The ear is a complex organ.
While we only see one part of the ear, the outer ear, there are highly complex tissues, bones and organs deep inside the ear that we cannot see. The ear is actually a complex organ made up of the outer, middle and inner ear. The three parts of the ear work in concert to capture sound waves, convert them into nerve impulses and send them to the brain where they are translated into sound. Another system within the inner ear helps people keep their balance.
The Outer Ear: This is the part of the ear that you see on the sides of your head. The outer ear is made up of cartilage covered with skin.
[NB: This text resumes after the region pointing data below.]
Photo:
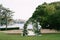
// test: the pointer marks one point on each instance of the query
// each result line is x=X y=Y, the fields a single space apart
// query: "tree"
x=5 y=16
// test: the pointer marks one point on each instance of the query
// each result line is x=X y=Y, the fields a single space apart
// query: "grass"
x=4 y=36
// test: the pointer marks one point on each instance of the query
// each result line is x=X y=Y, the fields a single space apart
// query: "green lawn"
x=18 y=37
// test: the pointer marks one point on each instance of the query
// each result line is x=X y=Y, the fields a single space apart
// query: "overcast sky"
x=23 y=8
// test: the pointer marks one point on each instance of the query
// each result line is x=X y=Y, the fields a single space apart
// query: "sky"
x=23 y=8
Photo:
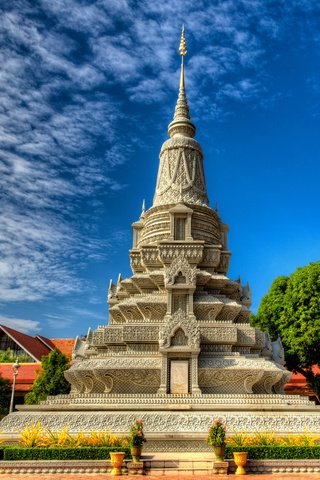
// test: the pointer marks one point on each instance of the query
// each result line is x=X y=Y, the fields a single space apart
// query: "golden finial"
x=183 y=53
x=183 y=46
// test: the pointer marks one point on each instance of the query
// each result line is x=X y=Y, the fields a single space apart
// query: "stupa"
x=178 y=350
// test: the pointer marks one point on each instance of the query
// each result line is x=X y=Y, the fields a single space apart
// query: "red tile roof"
x=65 y=345
x=32 y=345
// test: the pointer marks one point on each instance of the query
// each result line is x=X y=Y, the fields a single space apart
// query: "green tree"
x=291 y=309
x=51 y=380
x=5 y=394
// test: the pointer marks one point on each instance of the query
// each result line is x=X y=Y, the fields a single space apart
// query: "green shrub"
x=40 y=453
x=276 y=452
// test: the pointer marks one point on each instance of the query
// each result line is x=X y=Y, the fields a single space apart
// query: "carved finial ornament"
x=183 y=45
x=181 y=124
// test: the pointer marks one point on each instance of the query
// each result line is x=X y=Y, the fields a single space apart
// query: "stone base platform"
x=191 y=464
x=172 y=422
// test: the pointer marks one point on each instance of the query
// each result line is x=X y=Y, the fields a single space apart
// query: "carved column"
x=194 y=374
x=164 y=374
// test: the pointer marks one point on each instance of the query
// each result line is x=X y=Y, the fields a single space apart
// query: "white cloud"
x=63 y=132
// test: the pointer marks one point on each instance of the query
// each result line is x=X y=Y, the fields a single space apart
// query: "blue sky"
x=87 y=89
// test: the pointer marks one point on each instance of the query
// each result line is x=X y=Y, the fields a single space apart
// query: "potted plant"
x=137 y=440
x=116 y=462
x=216 y=439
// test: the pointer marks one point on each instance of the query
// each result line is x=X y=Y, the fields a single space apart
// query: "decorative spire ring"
x=183 y=46
x=181 y=124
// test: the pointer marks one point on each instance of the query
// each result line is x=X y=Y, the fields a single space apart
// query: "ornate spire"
x=181 y=124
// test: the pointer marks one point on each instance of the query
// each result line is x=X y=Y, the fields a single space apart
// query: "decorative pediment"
x=180 y=271
x=180 y=330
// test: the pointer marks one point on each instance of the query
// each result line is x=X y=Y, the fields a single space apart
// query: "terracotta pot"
x=219 y=452
x=116 y=462
x=136 y=453
x=240 y=459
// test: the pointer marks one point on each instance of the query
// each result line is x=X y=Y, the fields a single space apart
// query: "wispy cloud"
x=69 y=70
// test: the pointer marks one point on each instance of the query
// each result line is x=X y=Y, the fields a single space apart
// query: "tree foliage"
x=51 y=380
x=291 y=309
x=5 y=394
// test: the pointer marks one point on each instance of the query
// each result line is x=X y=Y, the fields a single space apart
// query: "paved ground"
x=100 y=476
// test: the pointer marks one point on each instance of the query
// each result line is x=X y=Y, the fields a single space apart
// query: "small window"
x=179 y=228
x=180 y=303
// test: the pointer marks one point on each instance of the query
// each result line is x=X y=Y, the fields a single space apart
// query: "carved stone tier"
x=178 y=350
x=181 y=418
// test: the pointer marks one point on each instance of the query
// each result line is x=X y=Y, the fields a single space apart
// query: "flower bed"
x=274 y=452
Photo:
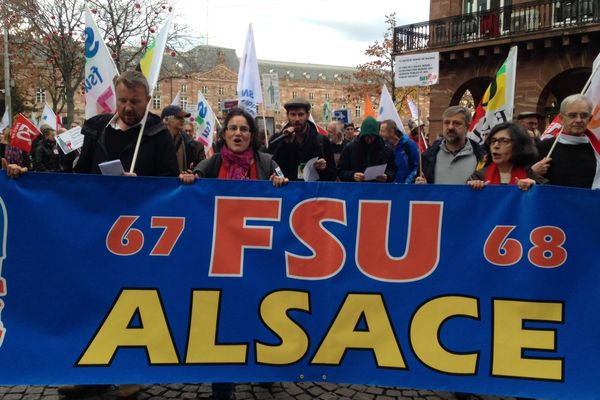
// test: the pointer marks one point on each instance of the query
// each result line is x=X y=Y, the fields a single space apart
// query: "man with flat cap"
x=174 y=118
x=298 y=142
x=530 y=120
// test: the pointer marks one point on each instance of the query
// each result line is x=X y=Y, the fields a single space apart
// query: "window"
x=40 y=95
x=156 y=101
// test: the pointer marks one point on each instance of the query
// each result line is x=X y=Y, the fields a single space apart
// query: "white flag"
x=5 y=120
x=205 y=118
x=48 y=117
x=387 y=109
x=100 y=70
x=176 y=99
x=414 y=111
x=249 y=89
x=152 y=59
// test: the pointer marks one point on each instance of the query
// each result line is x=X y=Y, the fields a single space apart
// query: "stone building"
x=557 y=39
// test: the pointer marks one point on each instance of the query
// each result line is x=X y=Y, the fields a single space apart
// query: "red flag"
x=23 y=133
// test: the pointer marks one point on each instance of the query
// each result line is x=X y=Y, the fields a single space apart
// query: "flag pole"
x=262 y=106
x=585 y=87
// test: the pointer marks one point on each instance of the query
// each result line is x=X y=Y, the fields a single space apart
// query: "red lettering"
x=329 y=254
x=500 y=250
x=231 y=235
x=422 y=252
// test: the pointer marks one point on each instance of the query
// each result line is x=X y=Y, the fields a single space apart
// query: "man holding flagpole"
x=113 y=136
x=575 y=159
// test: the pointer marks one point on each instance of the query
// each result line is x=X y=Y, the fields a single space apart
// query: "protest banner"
x=417 y=69
x=373 y=284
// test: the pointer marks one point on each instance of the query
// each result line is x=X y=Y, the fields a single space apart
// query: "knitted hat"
x=370 y=126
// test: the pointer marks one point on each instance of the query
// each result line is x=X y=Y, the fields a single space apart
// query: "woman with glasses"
x=510 y=151
x=237 y=155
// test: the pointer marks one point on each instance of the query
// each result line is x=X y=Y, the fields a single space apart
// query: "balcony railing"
x=525 y=18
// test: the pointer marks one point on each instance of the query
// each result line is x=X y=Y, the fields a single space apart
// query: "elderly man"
x=453 y=159
x=530 y=121
x=298 y=142
x=574 y=160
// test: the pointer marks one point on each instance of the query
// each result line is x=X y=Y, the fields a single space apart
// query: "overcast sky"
x=333 y=32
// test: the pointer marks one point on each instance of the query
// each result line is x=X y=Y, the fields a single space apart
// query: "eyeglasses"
x=243 y=129
x=500 y=141
x=580 y=115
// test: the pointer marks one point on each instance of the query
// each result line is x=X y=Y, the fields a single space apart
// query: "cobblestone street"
x=246 y=391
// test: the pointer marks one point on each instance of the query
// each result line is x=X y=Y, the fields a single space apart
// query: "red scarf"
x=492 y=174
x=236 y=165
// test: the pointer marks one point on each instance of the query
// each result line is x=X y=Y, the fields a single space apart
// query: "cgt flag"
x=248 y=87
x=23 y=133
x=100 y=70
x=497 y=103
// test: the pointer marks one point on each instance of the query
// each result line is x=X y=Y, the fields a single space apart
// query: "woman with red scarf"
x=511 y=152
x=237 y=154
Its job is to capture sound waves from the surrounding environment and direct them into the ear canal which is considered part of the outer ear. Once sounds are in the ear canal they hit the ear drum – a very thin tissue, or membrane, that vibrates when sounds hit it. The ear drum is located between the outer ear and the middle ear.
The Middle Ear: This part of the ear includes the ear drum and a small area filled with air that contains three tiny bones. These bones connect the ear drum to the inner ear. The three tiny bones are called the hammer (attached to the eardrum), the anvil and the stirrup. The bones look exactly like their names. Once sound has reached the ear drum and causes it to vibrate, the sound is then amplified by the bones and sent to the oval window, a thin tissue, or membrane, that is located at the opening of the inner ear.
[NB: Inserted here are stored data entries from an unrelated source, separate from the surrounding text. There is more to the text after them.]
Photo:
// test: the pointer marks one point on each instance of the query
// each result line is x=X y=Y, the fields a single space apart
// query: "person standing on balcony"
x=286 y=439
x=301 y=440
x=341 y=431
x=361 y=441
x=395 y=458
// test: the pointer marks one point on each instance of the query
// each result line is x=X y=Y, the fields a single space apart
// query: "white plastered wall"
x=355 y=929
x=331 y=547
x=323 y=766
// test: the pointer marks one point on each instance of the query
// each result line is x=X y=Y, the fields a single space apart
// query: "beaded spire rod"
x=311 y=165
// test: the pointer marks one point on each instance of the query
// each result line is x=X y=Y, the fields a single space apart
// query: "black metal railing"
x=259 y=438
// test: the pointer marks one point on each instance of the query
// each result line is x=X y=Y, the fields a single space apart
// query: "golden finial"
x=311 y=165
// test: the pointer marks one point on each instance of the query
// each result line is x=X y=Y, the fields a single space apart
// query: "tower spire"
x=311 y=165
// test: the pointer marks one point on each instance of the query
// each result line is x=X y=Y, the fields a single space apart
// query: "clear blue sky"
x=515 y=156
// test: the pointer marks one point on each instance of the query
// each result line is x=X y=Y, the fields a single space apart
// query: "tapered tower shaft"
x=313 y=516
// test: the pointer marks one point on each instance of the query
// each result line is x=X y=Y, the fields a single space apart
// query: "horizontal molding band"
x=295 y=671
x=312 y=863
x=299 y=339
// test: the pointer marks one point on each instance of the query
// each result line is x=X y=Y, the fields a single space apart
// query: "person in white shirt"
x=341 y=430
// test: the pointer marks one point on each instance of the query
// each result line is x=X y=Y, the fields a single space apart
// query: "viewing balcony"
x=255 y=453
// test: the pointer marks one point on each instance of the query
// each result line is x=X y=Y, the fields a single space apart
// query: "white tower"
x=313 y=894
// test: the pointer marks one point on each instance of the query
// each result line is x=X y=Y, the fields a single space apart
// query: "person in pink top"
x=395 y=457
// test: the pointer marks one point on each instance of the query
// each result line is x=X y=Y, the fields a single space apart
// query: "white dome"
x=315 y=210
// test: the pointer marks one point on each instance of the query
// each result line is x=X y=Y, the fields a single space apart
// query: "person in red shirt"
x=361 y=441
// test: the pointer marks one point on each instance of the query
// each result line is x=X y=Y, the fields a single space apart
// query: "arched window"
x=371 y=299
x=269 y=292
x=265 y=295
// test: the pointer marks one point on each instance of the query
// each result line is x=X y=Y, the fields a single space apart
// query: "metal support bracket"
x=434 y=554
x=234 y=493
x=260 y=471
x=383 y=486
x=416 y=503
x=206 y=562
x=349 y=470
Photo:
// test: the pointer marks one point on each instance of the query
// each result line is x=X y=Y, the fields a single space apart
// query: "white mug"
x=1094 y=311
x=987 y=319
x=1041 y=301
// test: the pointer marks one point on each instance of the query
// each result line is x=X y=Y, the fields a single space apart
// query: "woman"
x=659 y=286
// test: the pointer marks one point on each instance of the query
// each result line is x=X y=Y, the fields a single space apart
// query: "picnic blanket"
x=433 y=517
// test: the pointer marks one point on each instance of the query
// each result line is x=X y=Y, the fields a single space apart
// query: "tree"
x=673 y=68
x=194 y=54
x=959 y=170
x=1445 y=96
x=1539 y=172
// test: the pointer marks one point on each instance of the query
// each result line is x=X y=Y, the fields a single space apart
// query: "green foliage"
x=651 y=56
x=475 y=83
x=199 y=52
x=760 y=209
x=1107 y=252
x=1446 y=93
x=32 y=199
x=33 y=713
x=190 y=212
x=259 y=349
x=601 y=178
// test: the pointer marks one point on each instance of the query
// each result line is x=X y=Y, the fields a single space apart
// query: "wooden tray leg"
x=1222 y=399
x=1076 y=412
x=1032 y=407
The middle ear also contains the Eustachian tube that runs from the middle ear to the back of the nose. This tube performs several very important roles in the ear, nose, and throat system.
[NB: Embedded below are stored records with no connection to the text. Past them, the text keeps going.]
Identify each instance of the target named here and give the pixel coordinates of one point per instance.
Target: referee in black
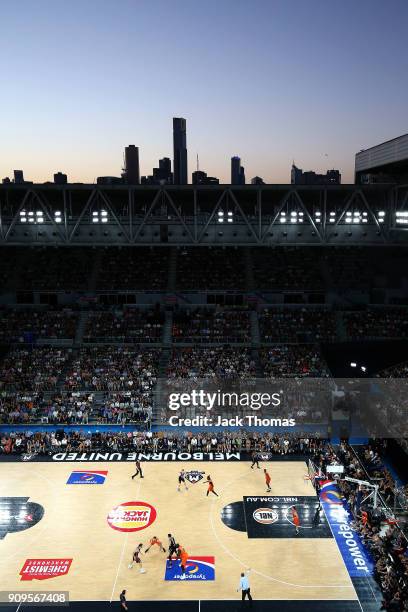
(123, 602)
(138, 470)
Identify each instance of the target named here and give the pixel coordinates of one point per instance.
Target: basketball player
(255, 460)
(172, 548)
(295, 519)
(210, 486)
(268, 481)
(155, 541)
(182, 480)
(138, 470)
(136, 559)
(183, 557)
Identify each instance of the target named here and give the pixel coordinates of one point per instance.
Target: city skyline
(268, 82)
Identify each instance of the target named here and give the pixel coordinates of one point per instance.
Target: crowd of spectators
(351, 267)
(39, 324)
(162, 441)
(377, 323)
(206, 325)
(214, 363)
(32, 369)
(286, 268)
(113, 368)
(130, 325)
(384, 541)
(210, 268)
(19, 408)
(133, 268)
(55, 268)
(297, 325)
(293, 360)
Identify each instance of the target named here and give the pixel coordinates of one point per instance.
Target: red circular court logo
(131, 516)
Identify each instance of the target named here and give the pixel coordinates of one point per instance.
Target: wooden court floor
(75, 526)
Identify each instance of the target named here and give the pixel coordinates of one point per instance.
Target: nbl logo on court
(88, 477)
(131, 516)
(28, 456)
(194, 476)
(265, 516)
(18, 514)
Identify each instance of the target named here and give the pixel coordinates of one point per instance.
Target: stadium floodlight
(402, 216)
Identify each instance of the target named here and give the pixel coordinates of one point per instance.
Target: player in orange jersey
(183, 558)
(295, 519)
(210, 486)
(155, 541)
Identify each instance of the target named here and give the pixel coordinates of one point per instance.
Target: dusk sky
(270, 81)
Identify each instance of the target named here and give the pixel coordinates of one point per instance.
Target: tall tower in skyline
(180, 151)
(237, 171)
(132, 172)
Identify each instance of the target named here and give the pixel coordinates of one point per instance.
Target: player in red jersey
(267, 481)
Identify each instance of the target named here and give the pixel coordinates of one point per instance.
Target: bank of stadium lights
(402, 217)
(99, 216)
(31, 216)
(222, 217)
(354, 364)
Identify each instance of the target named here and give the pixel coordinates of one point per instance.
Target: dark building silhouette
(298, 177)
(161, 175)
(257, 180)
(237, 171)
(109, 180)
(60, 178)
(18, 177)
(131, 173)
(180, 151)
(200, 178)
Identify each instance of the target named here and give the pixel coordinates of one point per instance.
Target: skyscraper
(235, 168)
(132, 173)
(180, 151)
(237, 171)
(60, 178)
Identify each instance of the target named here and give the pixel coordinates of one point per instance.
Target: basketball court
(244, 527)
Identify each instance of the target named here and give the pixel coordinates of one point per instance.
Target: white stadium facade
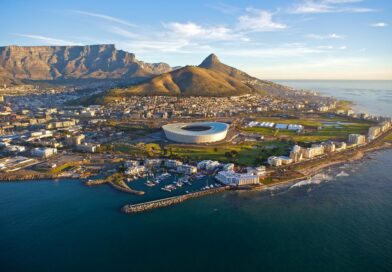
(198, 132)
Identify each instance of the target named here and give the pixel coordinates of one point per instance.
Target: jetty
(160, 203)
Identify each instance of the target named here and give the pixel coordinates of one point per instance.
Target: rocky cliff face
(72, 62)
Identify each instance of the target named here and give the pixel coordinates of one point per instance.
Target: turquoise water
(339, 221)
(369, 96)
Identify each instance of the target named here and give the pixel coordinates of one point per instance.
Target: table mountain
(58, 63)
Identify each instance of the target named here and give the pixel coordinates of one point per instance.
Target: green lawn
(332, 133)
(244, 154)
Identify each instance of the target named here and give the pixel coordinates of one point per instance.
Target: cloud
(192, 30)
(123, 32)
(328, 6)
(379, 24)
(225, 8)
(292, 50)
(258, 20)
(48, 40)
(105, 17)
(325, 37)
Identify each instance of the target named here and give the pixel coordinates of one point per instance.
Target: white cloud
(193, 30)
(123, 32)
(379, 24)
(258, 20)
(294, 50)
(225, 8)
(48, 40)
(325, 37)
(105, 17)
(328, 6)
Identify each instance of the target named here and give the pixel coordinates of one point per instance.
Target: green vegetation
(61, 168)
(317, 128)
(389, 138)
(243, 154)
(344, 105)
(332, 132)
(270, 131)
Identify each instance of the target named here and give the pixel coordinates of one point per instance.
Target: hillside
(60, 63)
(210, 78)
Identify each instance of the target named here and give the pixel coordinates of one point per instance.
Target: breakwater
(160, 203)
(96, 182)
(126, 189)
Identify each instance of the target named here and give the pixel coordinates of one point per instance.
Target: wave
(316, 179)
(342, 174)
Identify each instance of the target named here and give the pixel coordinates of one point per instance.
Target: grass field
(325, 128)
(242, 154)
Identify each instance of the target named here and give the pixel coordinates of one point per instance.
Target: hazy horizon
(304, 39)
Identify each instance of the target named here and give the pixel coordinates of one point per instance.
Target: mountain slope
(18, 63)
(212, 62)
(210, 78)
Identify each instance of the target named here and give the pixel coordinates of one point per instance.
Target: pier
(160, 203)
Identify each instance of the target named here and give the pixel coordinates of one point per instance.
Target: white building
(373, 132)
(131, 163)
(153, 163)
(187, 169)
(15, 148)
(135, 170)
(228, 167)
(259, 171)
(356, 139)
(208, 165)
(274, 161)
(236, 179)
(87, 147)
(172, 163)
(43, 152)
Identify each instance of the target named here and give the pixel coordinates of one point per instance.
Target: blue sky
(304, 39)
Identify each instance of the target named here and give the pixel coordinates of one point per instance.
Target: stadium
(198, 132)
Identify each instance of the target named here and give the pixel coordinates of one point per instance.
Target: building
(187, 169)
(340, 146)
(208, 165)
(61, 124)
(228, 167)
(373, 132)
(15, 148)
(87, 147)
(315, 150)
(43, 152)
(329, 147)
(199, 132)
(172, 163)
(75, 140)
(135, 170)
(235, 179)
(296, 153)
(259, 171)
(131, 163)
(356, 139)
(274, 161)
(152, 163)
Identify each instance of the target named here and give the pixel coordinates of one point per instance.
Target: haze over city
(317, 39)
(195, 135)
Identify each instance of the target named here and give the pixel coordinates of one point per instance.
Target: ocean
(340, 220)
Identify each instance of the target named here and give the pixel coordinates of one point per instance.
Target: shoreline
(360, 155)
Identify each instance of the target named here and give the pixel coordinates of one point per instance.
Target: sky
(280, 39)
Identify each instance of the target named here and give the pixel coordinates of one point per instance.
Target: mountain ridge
(210, 78)
(50, 63)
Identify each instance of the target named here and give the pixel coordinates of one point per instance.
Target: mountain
(212, 62)
(61, 63)
(210, 78)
- It brings outside air to the middle ear.
- It protects the ear drum by ensuring that equal pressure exists on either side. When a person swallows the tube opens, equalizing pressure on either side of the drum. It also helps to move any fluid buildup in the middle ear. This is the function that you can experience while flying in an airplane. If your ears feel blocked from changing air pressure and you swallow, your ears feel better. That is because you have equalized the pressure on either side of the eardrum. When you have a cold and the Eustachian tube becomes blocked it can lead to ear infections or ear pain.
The Inner Ear: The inner ear holds two organs;
- The hearing organ called the cochlea
- The balance organ called the vestibular system
The cochlea is filled with fluid and contains the hearing organ that has tens of thousands of cells that look like very tiny hairs. When sound enters the inner ear the fluid and the hair-like cells begin to vibrate. These vibrations are converted into nerve impulses that are sent to the brain where they are read and understood as different sounds.
The tiny hairs inside the cochlea need to be protected. Sudden noises or loud, sustained noises can damage the hair cells. Unfortunately, if these cells are damaged they do not regrow. That is how sustained exposure to loud music, machinery or events can cause permanent hearing damage or ringing in the ears.
The vestibular, or balance, system is actually two small sacs filled with fluid and three tubes filled with fluid. Miraculously, the job of these sacs and tubes is to continually gather information about the head – where it is positioned and how it is moving. This information is sent to the brain where it uses the information to maintain balance.
- The two sacs detect when the head is moving up and down or back and forth
- The canals detect when the head is moving in a circular fashion and rotating
If the canals are affected by a cold or upper respiratory function they can’t work properly, resulting in dizziness or a sense that the room is spinning.
Protect your ears
By now you can see the complexity of the ears and the sensitivity of the tiny bones, tissues and organs within that create the sense of hearing and balance. The ears deserve to be protected so that they can work properly for many years. You can protect your hearing in the following ways:
Know which noises can cause damage (those at or above 85 decibels), for example;
- Motorcycles: 95 decibels
- Sirens: 120 decibels
- Firecrackers and firearms: 150 decibels
- Amplified rock music heart at 4 to 6 feet away: 120 decibels
- Wear earplugs or other protective devices when involved in a loud activity (activity-specific earplugs and earmuffs are available at hardware and sporting goods stores)
- If you can’t reduce the noise or protect yourself from it, move away from it
- Be alert to hazardous noises in the environment
- Protect the ears of children who are too young to protect their own
- Make family, friends, and colleagues aware of the hazards of noise
Have your hearing tested if you think you might have hearing loss. Have your hearing checked by an audiologist who can detect the level of hearing loss and suggest hearing aids that may improve your hearing.